After much consideration about how best to sell out, I have decided to become a propagandist for the Raw Foods Movement. I know about the movement, being a “raw foodist.” (That is what we call ourselves.) I can sprinkle my fictional scenes with details that show how a diet of uncooked food dramatically improves health. But how can I make money off my convincing propaganda? This question has sent me to an unlikely place: Charles Dickens’ A Christmas Carol.
Reworking Dickens’ novella, I have created a story that promotes the eating of raw foods while reinforcing the values of the rich. Through the story, which I am offering for free on this website, I want to attract the attention of wealthy raw foodists.

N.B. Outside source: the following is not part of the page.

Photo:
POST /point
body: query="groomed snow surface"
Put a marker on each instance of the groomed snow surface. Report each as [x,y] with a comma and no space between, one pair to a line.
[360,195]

Some famous ones include Woody Harrelson, Demi Moore and Carol Alt. The diet generally enjoys more popularity on the West Coast than it does here in the East, probably because of the warmer weather. Cold food seems like a cruel way to go on a snowy night. Also the diet ran into an image problem in New York when one of its proponents and chefs, Dan Hoyt, got caught masturbating on the R train. Surely the raw food way of life could use some good press for the sake of its spas and retreats. I am hoping that a holistic businessperson will find his way to my work and ask me to create more propaganda for the cause.
While I am reluctant to give away my work for free, I am as desperate as author Dubravka Ugresic was a few years back when she offered to put a Miele vacuum cleaner in one of her novels for a price. The offer appeared in 2003 in her collection of essays Thank You for Not Reading. While stating her case, she gave a mini endorsement when she called Miele “the Mercedes of household appliances.” I assume that she received no compensation for the phrase.
I would offer to do product placement myself but want to give more. I must give more. My diet costs a lot, what with all of the produce and the shopping trips. Produce after all has a mere blip of a shelf life compared to pasta and jarred sauce. Furthermore, conditions for fiction writers have declined since Ugresic made her pitch. Recently I read Anne Elizabeth Moore’s Unmarketable: Brandalism, Copyfighting, Mocketing and the Erosion of Integrity and learned of how creative artists are selling out for next to nothing these days. Some product placement here and there won’t cut it in today’s market. Anyway, a few fruits and vegetables thrown around a story would be more messy than illustrative and persuasive; truly I have picked a movement that requires an elaborate sell.
And so without further ado, here is “A Raw Christmas,” a short, fresh story.
A Raw Christmas
The ghost of Jacob Marley enters the bedroom of his old business partner Scrooge. He shakes the chains he is wearing, having forged the links over a lifetime of usury.
Scrooge is bored with the ghost. Having the Mercedes of home entertainment centers [insert brand name here], he is accustomed to vivid illusions. His mind wanders. The poor, blah, blah, blah. The real poor people are in other countries – India, Africa. All of the “poor” in the U.S. are inexcusably fat.
But Scrooge pretends to care. He knows he is in A Christmas Carol. He prides himself on his self-awareness and believes that it — and not acts of generosity — will be his ultimate salvation.
Marley, obviously confusing Scrooge’s boredom with disbelief, says, “You don’t believe in me.”
Scrooge says the line Dickens wrote for him: “I don’t.”
“Why do you doubt your senses?”
Scrooge continues to try to stick to the script: “Because a little thing affects them. A slight disorder of the stomach makes them cheats. You may be an undigested bit of beef, a blot of mustard, a crumb of cheese. There’s more of gravy than of grave about you, whatever you are!”
After Marley leaves, Scrooge realizes that he messed up this line about the gravy and the grave. He forgot to say that Marley could also be “a fragment of an underdone potato.” His mistake ultimately leads him to raw foods. He comes to learn that Marley is not “underdone potato” but overdone. Those ghosts bothering him about 25 percent interest rates on student loans are indeed “more of gravy than of grave.” His digestion is seriously overtaxed from cooked foods.
Scrooge changes his diet and feels better right away. No longer is he bothered by ghosts or, for that matter, thoughts of his first wife. That self-righteous woman had a tongue like a knife when she got home from the soup kitchen. (“Of course you’ve figured out what story you’re in, genius! Your name is Ebenezer Scrooge!”) Now she is a distant memory. She is stuck among the bitter, worrying about “the poor,” while he has moved on. He is healing, his heart having so improved that Viagra is no longer contraindicated in his case.